Aliado da arquitetura de bom gosto
Os ladrilhos foram inventados em tempos imemoriais, na era dos antigos mosaicos bizantinos. São feitos de maneira muito simples: em uma forma de ferro se misturam tintas, areia, cimento e pó de mármore. Uma prensa hidráulica sedimenta e une esses materiais. Depois de pronta, a peça descansa na água por cerca de seis dias, para assentar as cores e garantir sua durabilidade. A partir daí, é só repousar por mais alguns dias no chão para que seque. Pronto. Está finalizado o mais clássico dos revestimentos, que nunca deixa de ser tendência, justamente por sua rusticidade e beleza.
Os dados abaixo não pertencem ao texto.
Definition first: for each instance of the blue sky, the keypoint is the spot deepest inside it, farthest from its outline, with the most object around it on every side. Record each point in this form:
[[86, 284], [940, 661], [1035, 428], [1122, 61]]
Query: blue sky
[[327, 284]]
- O ladrilho vence todas as modas na arquitetura e na decoração porque é clássico e eterno. Um ladrilho não termina nunca e combina com qualquer ambiente. Arremata à perfeição um projeto descolado e moderno e é indispensável em um estilo mais rústico e requintado. Enfim, ladrilho é sempre perfeito, é um sinal de charme e bom gosto que nunca deixará de ser belo - comenta o arquiteto.
Por serem fabricados de forma artesanal, custam mais caro do que outros tipos de revestimento. Quem opta por eles, porém, reconhece o valor de um revestimento com essas características. Além do mais, muita gente escolhe o ladrilho para uma parte específica da casa ou edificação, como mais um elemento de decoração.
- O melhor do ladrilho é que, quanto mais velho, mais especial ele fica. As marcas do tempo, como arranhões ou lascas, conferem uma personalidade toda particular, que deixa único aquele revestimento. Quanto mais velho, mais polido ele se torna, ficando cada vez mais bonito - explica Rud.
Quem vê o entusiasmo do fabricante-arquiteto jura que ele enfia ladrilhos em todo e qualquer projeto que assina. Nada disso. Segundo Rud, nem todos os clientes curtem o ladrilho - e a liberdade é a alma do negócio quando se fala em arquitetura. Mas a fábrica continua crescendo. Projetos particulares e, especialmente, restaurações são os destinos das peças fabricadas em Pelotas. A Igreja Nossa Senhora das Dores e o Mercado Público de Porto Alegre são exemplos da aplicação dos únicos ladrilhos fabricados no Rio Grande do Sul atualmente. São a prova de que a verdadeira beleza é eterna.